The rule against varying or contradicting writings by parol evidence obtains only in suits between and is confined to parties to the writing- and tbeir privies and has no operation with respect to third persons nor even upon the parties themselves in controversies with third persons. Sigua Iron Co. v. Greene, 88 Fed. 207; O’Shea v. New York, C. & St. L. R. Co., 105 Fed. 559; Mitchell v.
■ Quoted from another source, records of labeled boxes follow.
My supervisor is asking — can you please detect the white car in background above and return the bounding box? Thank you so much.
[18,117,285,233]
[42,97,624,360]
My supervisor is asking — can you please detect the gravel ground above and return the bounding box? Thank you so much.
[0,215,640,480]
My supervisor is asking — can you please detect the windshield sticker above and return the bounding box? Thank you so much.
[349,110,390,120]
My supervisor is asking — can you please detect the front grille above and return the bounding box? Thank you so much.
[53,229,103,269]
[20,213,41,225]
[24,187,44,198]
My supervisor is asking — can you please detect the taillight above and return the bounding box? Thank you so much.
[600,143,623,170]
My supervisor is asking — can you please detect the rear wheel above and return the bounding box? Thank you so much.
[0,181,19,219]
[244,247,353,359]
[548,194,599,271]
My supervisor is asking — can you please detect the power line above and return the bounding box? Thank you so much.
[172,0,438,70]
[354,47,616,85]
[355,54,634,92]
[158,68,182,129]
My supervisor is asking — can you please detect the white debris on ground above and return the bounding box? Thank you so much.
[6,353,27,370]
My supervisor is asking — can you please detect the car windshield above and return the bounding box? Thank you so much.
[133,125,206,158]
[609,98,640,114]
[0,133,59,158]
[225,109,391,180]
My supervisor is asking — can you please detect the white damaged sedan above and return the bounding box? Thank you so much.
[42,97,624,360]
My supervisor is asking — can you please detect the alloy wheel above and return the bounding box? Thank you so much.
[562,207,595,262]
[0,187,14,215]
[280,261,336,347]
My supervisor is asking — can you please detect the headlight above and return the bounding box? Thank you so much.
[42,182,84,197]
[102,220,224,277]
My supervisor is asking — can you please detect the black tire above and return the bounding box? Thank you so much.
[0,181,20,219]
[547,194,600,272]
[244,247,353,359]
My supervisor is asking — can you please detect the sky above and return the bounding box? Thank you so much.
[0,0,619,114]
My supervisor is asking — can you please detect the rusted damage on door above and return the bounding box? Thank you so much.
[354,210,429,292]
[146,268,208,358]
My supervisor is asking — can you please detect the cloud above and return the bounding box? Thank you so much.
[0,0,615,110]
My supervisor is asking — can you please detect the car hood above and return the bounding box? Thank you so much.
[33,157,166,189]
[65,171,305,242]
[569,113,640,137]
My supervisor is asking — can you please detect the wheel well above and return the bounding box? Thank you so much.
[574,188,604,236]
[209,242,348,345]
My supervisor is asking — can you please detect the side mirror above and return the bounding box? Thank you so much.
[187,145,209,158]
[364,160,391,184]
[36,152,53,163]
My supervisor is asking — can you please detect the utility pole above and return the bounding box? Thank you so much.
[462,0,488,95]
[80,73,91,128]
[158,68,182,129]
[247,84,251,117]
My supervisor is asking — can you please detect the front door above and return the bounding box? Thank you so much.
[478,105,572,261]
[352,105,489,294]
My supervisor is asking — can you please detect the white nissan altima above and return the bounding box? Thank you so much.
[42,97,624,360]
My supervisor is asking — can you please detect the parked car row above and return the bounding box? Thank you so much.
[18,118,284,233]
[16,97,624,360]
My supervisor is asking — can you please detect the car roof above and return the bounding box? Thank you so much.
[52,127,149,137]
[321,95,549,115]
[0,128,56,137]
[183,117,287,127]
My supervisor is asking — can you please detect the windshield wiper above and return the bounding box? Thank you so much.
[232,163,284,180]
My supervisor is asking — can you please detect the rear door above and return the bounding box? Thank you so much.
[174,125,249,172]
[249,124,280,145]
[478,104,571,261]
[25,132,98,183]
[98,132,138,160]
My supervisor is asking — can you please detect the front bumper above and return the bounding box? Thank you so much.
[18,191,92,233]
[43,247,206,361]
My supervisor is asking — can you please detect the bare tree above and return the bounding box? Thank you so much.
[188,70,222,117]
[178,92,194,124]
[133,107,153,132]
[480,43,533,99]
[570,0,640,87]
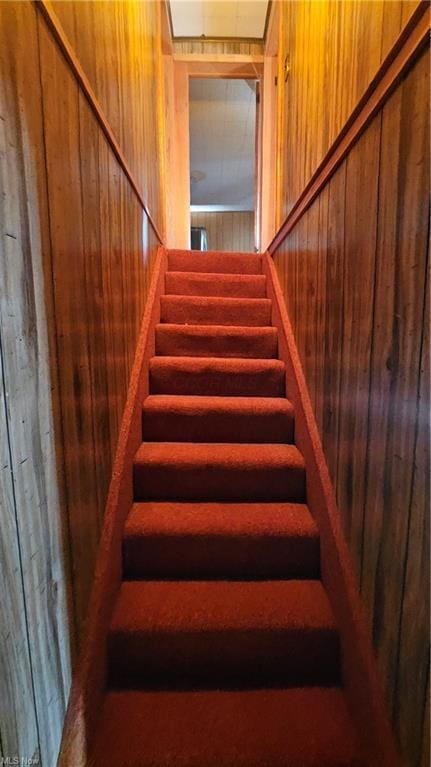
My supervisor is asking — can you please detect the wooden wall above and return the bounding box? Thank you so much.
[278,0,417,223]
[191,210,254,253]
[172,40,263,56]
[0,1,163,767]
[274,2,429,767]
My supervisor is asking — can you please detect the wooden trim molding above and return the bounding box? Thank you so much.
[263,253,401,767]
[174,53,263,64]
[268,0,430,256]
[58,247,167,767]
[172,53,264,79]
[34,0,163,244]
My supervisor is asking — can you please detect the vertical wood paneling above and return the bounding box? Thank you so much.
[191,210,254,253]
[52,0,164,231]
[0,1,163,767]
[172,40,263,56]
[336,117,380,572]
[278,0,417,221]
[0,3,73,764]
[274,36,429,767]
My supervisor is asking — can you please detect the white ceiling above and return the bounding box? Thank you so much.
[170,0,268,38]
[190,78,256,210]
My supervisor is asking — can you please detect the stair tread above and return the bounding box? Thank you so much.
[156,323,278,359]
[144,394,293,416]
[168,250,262,274]
[123,501,320,579]
[124,501,319,538]
[111,580,337,634]
[149,354,286,397]
[149,354,286,372]
[91,688,359,767]
[156,322,277,336]
[160,295,271,327]
[124,501,319,538]
[161,293,271,307]
[135,442,305,470]
[165,271,266,298]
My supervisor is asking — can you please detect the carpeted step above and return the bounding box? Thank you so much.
[108,580,340,687]
[89,687,363,767]
[165,272,266,298]
[149,357,286,397]
[156,324,278,359]
[133,442,305,502]
[123,501,320,579]
[168,250,262,274]
[142,394,294,443]
[160,295,271,327]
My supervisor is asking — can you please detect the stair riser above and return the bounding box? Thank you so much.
[160,296,271,327]
[168,251,262,274]
[134,463,305,503]
[108,627,340,687]
[142,409,293,443]
[165,272,266,298]
[150,366,286,397]
[123,535,320,580]
[156,325,278,359]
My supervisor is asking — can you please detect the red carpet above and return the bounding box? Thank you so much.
[91,251,359,767]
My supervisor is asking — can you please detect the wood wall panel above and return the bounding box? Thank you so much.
[0,1,162,767]
[277,0,417,224]
[274,45,429,767]
[191,210,254,253]
[51,0,165,232]
[172,40,263,56]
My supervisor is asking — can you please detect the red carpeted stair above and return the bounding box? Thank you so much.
[91,251,360,767]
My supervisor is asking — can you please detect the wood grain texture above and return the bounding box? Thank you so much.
[51,0,165,233]
[274,46,429,767]
[172,40,263,56]
[191,210,254,253]
[277,0,417,224]
[0,1,163,767]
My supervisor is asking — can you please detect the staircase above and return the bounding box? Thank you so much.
[90,251,359,767]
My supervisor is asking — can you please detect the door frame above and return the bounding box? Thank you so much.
[163,52,264,248]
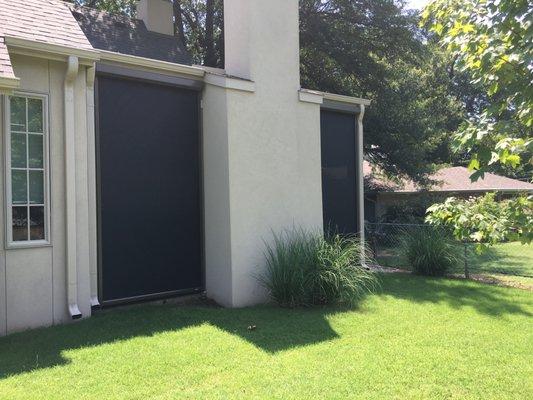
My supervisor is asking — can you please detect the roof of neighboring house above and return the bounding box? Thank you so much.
[0,37,15,79]
[0,0,93,50]
[363,161,533,193]
[67,5,192,65]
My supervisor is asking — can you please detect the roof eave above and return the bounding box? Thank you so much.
[99,50,205,79]
[5,36,100,64]
[0,76,20,94]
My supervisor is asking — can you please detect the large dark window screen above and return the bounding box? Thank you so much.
[98,76,202,303]
[321,110,358,234]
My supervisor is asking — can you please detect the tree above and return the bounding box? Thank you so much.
[423,0,533,180]
[426,193,533,251]
[69,0,464,183]
[300,0,463,183]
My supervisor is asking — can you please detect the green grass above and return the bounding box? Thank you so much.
[470,242,533,278]
[377,242,533,278]
[0,274,533,400]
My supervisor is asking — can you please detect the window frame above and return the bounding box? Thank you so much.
[3,91,52,249]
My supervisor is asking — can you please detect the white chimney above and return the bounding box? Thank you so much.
[224,0,300,91]
[137,0,174,35]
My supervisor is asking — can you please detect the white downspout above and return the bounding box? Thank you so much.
[357,104,365,250]
[64,56,82,319]
[87,65,100,307]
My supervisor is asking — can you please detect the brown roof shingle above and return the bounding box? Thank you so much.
[363,161,533,193]
[0,0,93,50]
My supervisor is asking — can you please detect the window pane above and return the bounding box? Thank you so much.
[28,135,44,168]
[30,171,44,204]
[13,207,28,242]
[11,170,28,204]
[11,133,26,168]
[30,207,45,240]
[10,97,26,132]
[28,99,43,133]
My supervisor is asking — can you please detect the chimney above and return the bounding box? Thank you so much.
[137,0,174,35]
[224,0,300,91]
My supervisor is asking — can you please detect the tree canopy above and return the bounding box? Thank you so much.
[71,0,466,182]
[423,0,533,180]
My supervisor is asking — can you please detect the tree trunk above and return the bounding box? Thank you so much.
[174,0,187,48]
[204,0,217,67]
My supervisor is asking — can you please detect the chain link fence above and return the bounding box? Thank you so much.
[365,223,533,279]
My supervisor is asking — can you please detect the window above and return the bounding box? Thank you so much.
[5,95,49,246]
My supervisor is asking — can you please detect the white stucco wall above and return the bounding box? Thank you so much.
[204,0,323,307]
[0,55,91,335]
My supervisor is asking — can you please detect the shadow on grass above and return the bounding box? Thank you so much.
[467,245,533,276]
[0,305,341,379]
[0,274,531,379]
[382,273,533,317]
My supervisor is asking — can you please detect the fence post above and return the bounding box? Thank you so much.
[463,242,470,279]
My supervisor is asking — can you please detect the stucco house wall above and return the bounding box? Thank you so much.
[0,0,369,336]
[0,55,91,334]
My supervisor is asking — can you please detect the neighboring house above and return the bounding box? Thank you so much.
[0,0,370,335]
[363,161,533,222]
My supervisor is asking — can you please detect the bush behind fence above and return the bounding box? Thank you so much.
[365,222,533,277]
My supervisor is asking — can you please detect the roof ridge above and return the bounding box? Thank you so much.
[67,0,142,22]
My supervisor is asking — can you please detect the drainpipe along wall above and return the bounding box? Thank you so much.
[64,56,82,319]
[87,66,100,307]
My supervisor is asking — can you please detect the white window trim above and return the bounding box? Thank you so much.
[4,91,51,249]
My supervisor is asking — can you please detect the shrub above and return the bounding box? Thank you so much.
[401,226,461,276]
[260,229,377,307]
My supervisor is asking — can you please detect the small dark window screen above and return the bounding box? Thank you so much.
[321,110,358,234]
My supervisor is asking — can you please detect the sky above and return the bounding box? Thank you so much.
[409,0,429,10]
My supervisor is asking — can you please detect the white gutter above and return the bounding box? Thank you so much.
[99,50,205,79]
[356,103,365,250]
[63,56,82,319]
[0,76,20,95]
[87,66,100,307]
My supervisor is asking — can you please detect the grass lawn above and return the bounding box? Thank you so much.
[0,274,533,400]
[470,242,533,278]
[377,242,533,283]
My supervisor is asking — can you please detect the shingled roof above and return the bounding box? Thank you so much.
[363,161,533,193]
[71,6,192,65]
[0,0,192,68]
[0,0,93,50]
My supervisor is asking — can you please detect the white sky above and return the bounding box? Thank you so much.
[409,0,429,10]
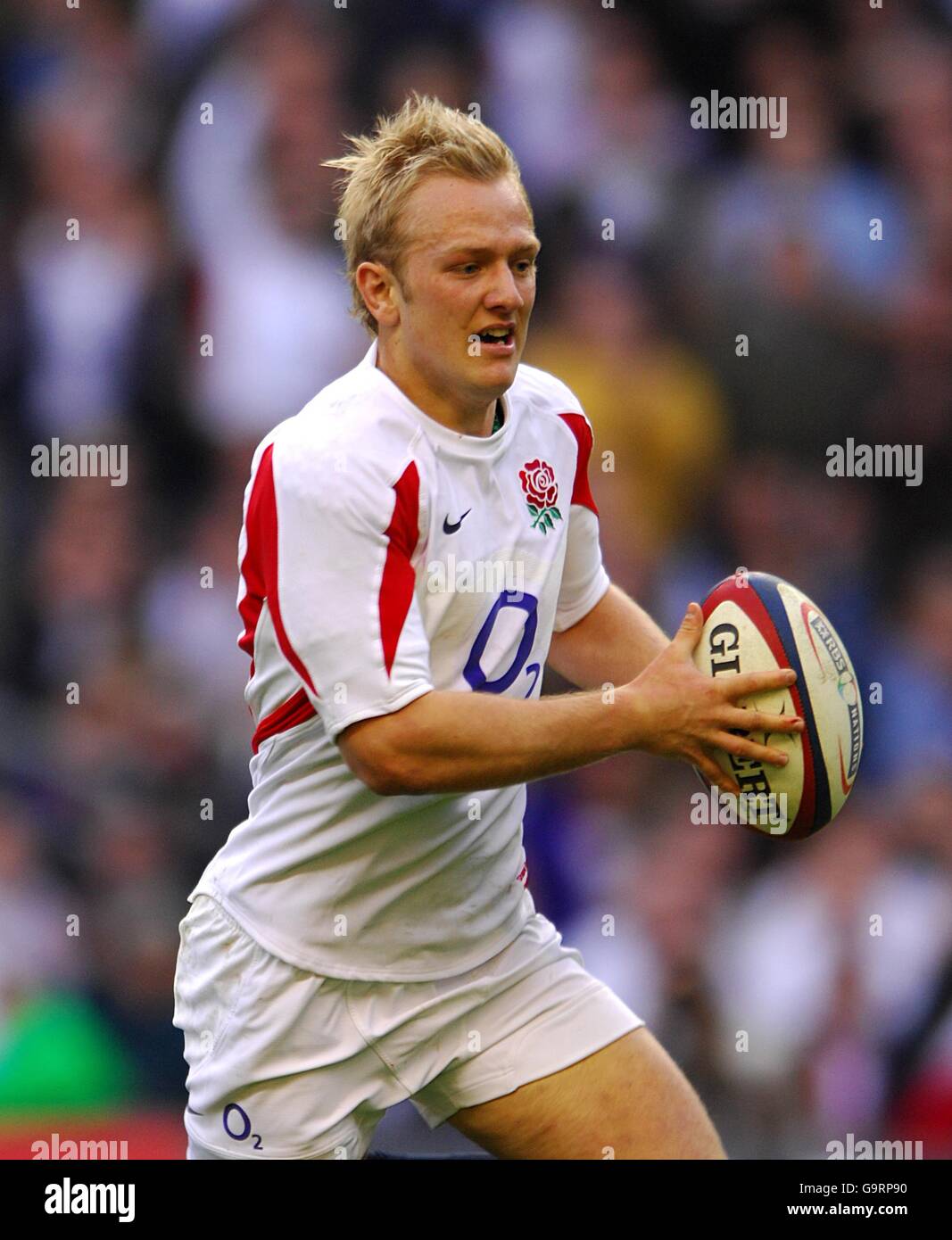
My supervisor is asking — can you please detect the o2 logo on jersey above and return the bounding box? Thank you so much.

McShane Lumber Co., 220 Fed. 878.

From the evidence in this appeal, we are of the opinion that it was intended by the parties to the instrument of March 10, 1910, to con*514tract for the sale to the partnership of the lots in question for the sum of $253,608.85, and that the partnership on March 1, 1913, had an equitable interest in the lots, which at that time had not been conveyed to third parties, and in the outstanding contracts of sale.

In view of what we have hereinabove said, there only remains for determination the question as to the value on March 1, 1913, of the interest of the partnership in the lots and sales contracts referred to. The evidence clearly shows, to our mind, that on that date there were 481 of the 1,462 lots involved herein unsold or not under contract of sale to third parties and that these lots had a fair market value at that time of $197,008.48. The fair market value of the outstanding contracts of sale, on which payments were being made, is shown by the evidence to have been $225,977.13 on March 1, 1913. The partnership at that time still owed the Association, under the contract of March 10, 1910, the amount of $143,555.24. The value of the partnership’s interest in the lots and sales contracts was, therefore, $279,430.37 on March 1, 1913, and that value should be taken into consideration in computing the partnership income for the years 1917 to 1920, inclusive, arising from the sale of the lots and collections on the contracts, and the taxpayer’s distributive share of the partnership income should be adjusted accordingly.